Son tres años en los que bajo el pretexto de la lucha contra la corrupción se desmontó una estructura cuestionada para edificar en su lugar otra, una en la que saquean sin atisbo de vergüenza en medio del llanto de quienes han perdido a sus seres queridos. Sean mascarillas, fundas para cadáveres, comida caducada u hospitales administrados a la medida del bolsillo de políticos defenestrados y vigentes, por donde quiera saltan escándalos y no existen sanciones. Son símbolos pestilentes de la podredumbre de un poder que se sabe tan transitorio que no quiere dejar escapar su oportunidad de asegurar su futuro, aunque deje a los demás sin un mañana.

La ley ya no existe en Ecuador, al punto que el propio Ministro de Finanzas confiesa que la emergencia ha superado a la legalidad, como justificativo para imponer el chantaje como mecanismo de negociación. Si no es así, ¿cómo puede entenderse que se legitime la rebaja de sueldos mediante un ‘acuerdo’, cuando se sabe que el trabajador no tendrá más opción que aceptar ganar menos dinero o terminar en el desempleo? Mientras se impone esta conducta chantajista, el Ministro de Trabajo sonríe defendiendo los despidos y a los empresarios.

Es tanto el desconocimiento de la democracia ecuatoriana que hasta los pelagatos recaderos del poder, enquistados en sus propios medios digitales, se anticipan a la inescrutable Corte Constitucional y le recomiendan que no considere los criterios jurídicos sino los económicos para dictaminar en favor del deshuesamiento de las universidades públicas.

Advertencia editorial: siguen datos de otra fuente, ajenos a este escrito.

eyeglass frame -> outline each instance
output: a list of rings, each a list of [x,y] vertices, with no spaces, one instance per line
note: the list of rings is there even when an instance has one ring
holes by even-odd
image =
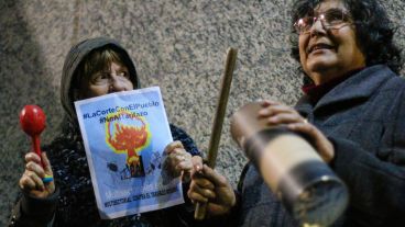
[[[338,24],[330,24],[330,23],[325,23],[326,22],[326,14],[328,12],[336,12],[336,11],[340,11],[342,16],[341,16],[341,22],[339,22]],[[308,34],[310,33],[310,29],[314,26],[314,24],[319,20],[320,24],[322,25],[324,29],[326,30],[340,30],[341,27],[346,26],[346,25],[351,25],[353,24],[354,22],[352,21],[352,16],[350,15],[349,11],[347,10],[342,10],[342,9],[338,9],[338,8],[333,8],[333,9],[329,9],[325,12],[321,12],[321,13],[317,13],[318,15],[306,15],[306,16],[303,16],[303,18],[299,18],[295,23],[294,23],[294,30],[296,31],[296,33],[298,35],[302,35],[302,34]],[[300,21],[304,19],[308,19],[307,21],[311,21],[311,24],[310,26],[307,25],[308,27],[303,31],[303,29],[299,29],[299,23]]]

Argumentan que es necesario ser realistas, tan pragmáticos como el dinero que sale de los bolsillos de los despedidos y de los enfermos, de los estudiantes y de los comerciantes, para ir a parar en las opulentas billeteras de los tenedores de la deuda o en las cuentas fiscales de grandes empresas y bancos.

Pero aún hay más. Mientras tienen a la población atontada por el garrotazo de despertar en un país sin derechos y 200 años en el pasado, deciden conceder licencia para reprimir violentamente a policías y militares, e incluso pretenden convertir a una universidad quiteña en un fortín. No hay institucionalidad.

Estamos ante una sociedad anómica, raquítica, desinstitucionalizada y violentada, atrapada entre el miedo a una pandemia y el terror creciente a un mañana de hambre, pobreza y miseria. Por esto, es prioritario que las organizaciones sociales y populares, en alianza con universidades, campesinos, indígenas, vecinos, artistas, periodistas y diversidades, construyan una estrategia que permita recuperar la legalidad y avanzar en unidad hacia la reconstitución de un proyecto histórico que reinstale al ser humano en el centro de toda política y toda acción pública, privada y comunitaria. No se puede perder más tiempo.

“La ley ya no existe en Ecuador, al punto que el propio Ministro de Finanzas confiesa que la emergencia ha superado a la legalidad, como justificativo para imponer el chantaje como mecanismo de negociación”.